August 2, 1924 – September 24, 1998

Frank passed away peacefully in his sleep. He was at Grain Valley the day before he died, there were no indications of any problems.

Many of us had known Frank for years, some of us only months. Regardless, all of us have been affected by our contact with Frank in one way or another. We were towed (constantly), trained, checked, and humored by Frank. We got the latest movie reviews, not from the Kansas City Star’s movie critic, but from a person who viewed movies “like the rest of us”. We got the first review and synopsis of the latest Tom Clancy novel or other book that he was reading. And always the latest on the world of aviation in general, and soaring in particular.

His enthusiasm never diminished. I remember when, shortly after Frank had refinished the 1-26, Soaring had an article on the effect of turbulators on this ship. Within a week, we had turbulators on our 1-26. Any technical article was fair game for discussion and dissection. Winglets, probes, instruments were all discussed and cussed. In 1997 Frank went back to “school” and became our CFIG, and inherited the dubious honor of trying to fit his tall frame into the back seat of the 2-22. No glory there, but I think that those Frank transitioned and trained gave him a tremendous sense of achievement as he turned them loose on their first solo in a sailplane. His check rides got us thinking of subjects long buried and covered with dust. I studied for hours to memorize the new (to me) airspace designations because I knew he would ask about these. And of course, he did, along with weight and balance and towrope strength calculations.

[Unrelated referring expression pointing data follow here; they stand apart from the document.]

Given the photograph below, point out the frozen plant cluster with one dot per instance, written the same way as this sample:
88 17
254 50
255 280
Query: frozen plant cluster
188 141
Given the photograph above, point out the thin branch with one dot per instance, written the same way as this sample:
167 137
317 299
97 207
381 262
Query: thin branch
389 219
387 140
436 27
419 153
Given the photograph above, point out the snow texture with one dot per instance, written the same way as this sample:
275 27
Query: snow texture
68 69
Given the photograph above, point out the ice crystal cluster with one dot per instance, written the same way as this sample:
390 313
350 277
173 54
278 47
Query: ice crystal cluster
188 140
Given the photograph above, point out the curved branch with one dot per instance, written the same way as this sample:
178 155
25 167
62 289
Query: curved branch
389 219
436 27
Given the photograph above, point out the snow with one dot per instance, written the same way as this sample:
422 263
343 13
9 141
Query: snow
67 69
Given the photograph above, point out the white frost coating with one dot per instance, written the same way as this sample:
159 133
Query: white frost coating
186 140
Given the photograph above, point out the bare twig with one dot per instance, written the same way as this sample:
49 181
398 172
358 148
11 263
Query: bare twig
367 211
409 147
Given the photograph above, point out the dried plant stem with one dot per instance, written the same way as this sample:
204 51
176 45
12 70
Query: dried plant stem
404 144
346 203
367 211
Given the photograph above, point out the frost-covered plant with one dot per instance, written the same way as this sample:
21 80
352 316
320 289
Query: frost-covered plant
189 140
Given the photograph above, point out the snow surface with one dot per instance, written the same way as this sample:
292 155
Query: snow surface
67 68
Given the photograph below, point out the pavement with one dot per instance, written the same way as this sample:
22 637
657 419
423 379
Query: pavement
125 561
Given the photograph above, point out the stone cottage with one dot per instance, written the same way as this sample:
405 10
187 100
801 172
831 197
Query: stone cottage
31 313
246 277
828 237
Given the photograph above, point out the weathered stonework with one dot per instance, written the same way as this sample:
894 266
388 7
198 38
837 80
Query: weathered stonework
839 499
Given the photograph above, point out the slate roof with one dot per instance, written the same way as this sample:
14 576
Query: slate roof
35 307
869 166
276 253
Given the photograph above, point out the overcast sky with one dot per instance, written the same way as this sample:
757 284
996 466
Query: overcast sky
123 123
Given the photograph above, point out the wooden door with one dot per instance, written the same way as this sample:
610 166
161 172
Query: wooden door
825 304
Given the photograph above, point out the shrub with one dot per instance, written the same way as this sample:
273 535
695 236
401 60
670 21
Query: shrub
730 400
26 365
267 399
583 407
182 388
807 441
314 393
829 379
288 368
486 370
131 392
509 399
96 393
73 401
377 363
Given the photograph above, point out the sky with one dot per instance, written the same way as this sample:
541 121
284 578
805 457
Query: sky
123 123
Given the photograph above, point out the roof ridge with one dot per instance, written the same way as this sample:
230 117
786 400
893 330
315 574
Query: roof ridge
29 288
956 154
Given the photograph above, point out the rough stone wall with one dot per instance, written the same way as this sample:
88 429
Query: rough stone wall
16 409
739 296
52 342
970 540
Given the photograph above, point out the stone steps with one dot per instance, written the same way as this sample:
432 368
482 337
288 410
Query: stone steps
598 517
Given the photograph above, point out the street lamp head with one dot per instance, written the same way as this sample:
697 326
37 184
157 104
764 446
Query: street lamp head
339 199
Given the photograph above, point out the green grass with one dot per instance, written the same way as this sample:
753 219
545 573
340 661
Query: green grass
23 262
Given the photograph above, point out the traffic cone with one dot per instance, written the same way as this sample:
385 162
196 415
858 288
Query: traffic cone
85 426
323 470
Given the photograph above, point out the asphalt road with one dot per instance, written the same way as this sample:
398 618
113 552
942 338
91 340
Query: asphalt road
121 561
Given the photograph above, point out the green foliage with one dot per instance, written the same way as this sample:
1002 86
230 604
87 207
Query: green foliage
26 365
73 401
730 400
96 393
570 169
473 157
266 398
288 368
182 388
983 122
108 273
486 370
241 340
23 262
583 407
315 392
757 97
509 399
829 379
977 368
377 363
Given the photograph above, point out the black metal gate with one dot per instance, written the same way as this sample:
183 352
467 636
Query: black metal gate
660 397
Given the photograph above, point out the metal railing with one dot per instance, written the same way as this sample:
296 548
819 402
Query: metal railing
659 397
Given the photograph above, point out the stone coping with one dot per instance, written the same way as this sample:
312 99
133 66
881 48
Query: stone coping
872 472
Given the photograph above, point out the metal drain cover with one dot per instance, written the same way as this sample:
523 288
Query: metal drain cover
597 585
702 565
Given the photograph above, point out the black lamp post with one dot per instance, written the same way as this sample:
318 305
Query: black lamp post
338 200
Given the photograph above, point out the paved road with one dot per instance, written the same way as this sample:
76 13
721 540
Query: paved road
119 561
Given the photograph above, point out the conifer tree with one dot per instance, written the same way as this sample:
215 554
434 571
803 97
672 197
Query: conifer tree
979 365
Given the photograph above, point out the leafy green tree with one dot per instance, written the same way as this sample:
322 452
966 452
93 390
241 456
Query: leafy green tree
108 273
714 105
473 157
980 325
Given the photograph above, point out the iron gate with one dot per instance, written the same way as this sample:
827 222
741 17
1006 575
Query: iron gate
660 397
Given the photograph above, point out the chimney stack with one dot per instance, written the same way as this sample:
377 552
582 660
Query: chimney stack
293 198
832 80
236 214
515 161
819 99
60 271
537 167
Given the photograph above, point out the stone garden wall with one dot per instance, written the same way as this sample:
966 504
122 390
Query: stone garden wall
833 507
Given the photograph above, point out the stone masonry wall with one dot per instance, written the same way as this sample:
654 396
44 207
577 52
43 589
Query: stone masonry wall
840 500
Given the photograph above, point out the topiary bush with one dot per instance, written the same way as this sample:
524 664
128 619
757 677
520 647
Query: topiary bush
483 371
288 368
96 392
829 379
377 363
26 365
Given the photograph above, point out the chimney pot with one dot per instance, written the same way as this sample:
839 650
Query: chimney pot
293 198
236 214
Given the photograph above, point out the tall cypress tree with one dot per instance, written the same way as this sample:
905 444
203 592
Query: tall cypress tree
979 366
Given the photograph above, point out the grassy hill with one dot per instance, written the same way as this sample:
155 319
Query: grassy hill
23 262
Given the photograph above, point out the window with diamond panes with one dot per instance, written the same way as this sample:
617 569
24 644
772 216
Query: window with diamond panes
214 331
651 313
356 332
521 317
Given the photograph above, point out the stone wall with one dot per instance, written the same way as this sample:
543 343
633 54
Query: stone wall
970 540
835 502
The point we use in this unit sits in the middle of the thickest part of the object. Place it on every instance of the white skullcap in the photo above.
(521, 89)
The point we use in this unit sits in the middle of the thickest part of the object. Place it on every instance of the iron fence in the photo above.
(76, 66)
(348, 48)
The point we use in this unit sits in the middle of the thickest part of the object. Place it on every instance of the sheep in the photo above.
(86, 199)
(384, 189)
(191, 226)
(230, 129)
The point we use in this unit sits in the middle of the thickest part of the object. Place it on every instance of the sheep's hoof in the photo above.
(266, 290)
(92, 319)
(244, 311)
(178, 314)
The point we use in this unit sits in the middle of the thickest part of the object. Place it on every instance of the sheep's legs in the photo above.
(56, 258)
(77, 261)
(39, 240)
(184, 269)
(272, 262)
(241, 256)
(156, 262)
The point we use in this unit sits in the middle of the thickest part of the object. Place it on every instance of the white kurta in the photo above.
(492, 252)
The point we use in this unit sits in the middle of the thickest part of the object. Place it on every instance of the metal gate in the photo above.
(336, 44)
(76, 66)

Frank policed the hangar, inspected the towropes, kept our equipment airworthy, and maintained the logbooks. He accomplished things that none of us could have completed as individuals.

And his legacies. Frank, we could never have repaid you for your effort and work on beautiful 1-26 and stunning 2-22 (which I don’t think has any peer as the nicest example of it’s type flying). Your tireless work has left us with two ships that will carry us well into the new millennium.
But that is the tangible legacy of Frank. There are the intangibles. The (sometimes forceful) coaching and guidance, the knowledge passed on to us that he drew from his reservoir of experience. Camaraderie. Friendship.

On the day of Frank’s visitation, there were towering cu’s building in all quadrants. It was the type of day that he would have enjoyed, from his early noon prognostication of what the day would hold, the analysis of winds, shear, inversions, and why there was always a blue hole over Grain Valley. On this day, I could imagine Frank assembling his Sisu, and launching for a six-hour flight. The Sisu was an exceptional sailplane, and there weren’t many of them built. Frank was an exceptional person, and there are not many like him.

A Personal Remembrance of Frank Lilly
by Patrick Cummins

Frank Lilly was more than a friend to me. I did not know my grandfathers, but I Frank was the best grandfather this aviation student could ever hope to have.

Frank was a very demanding person and pilot. He expected the club members to “fly smart” and be safe pilots. Frank was very comfortable telling you when you screwed up, and there was never any doubt as to what he had to say, or how he felt. But, he dealt with everyone in our club the same way for the same reasons: He wanted to make sure that everyone would stay alive, and that the club equipment would not be damaged. There were two sides to Frank. The other side was a man who would bend over backwards for you, or make you laugh with a joke, or just sit around on those overcast days and talk about books, airplanes and life. Despite his exterior, he was a man I found to be accessible. We all saw through the tough exterior to the tenderhearted man that made our club go for so many years.

Frank was both the center and circumference of the day-to-day operations of the Midwestern Soaring Associations. He managed the equipment, hangar, repairs, tow plane and activity. Frank also knew everyone at every airport within two hundred miles (this often was handy when the club needed help with something).

Frank’s relationships were built over time. He lived in Missouri for most of his life, and had over seventeen thousand hours of air time in fifty-five years of flying. What stands out to me, is his commitment to something he loved so very much. Soaring was a pastime which became more than an avocation; for Frank it was a way of life.

Frank was a way of life for the members of the Midwest Soaring Association. We came to rely heavily on Frank’s judgment, influence and abilities. The real evidence of his presence in our club can be seen in the efforts so many are making to pick up the slack left in all the areas Frank so deftly handled. We all respected him as a pilot, and more importantly as a human being.

Personally, there are two things which meant the most about Frank to me. I could trust him all the time, and I could count on him to be himself.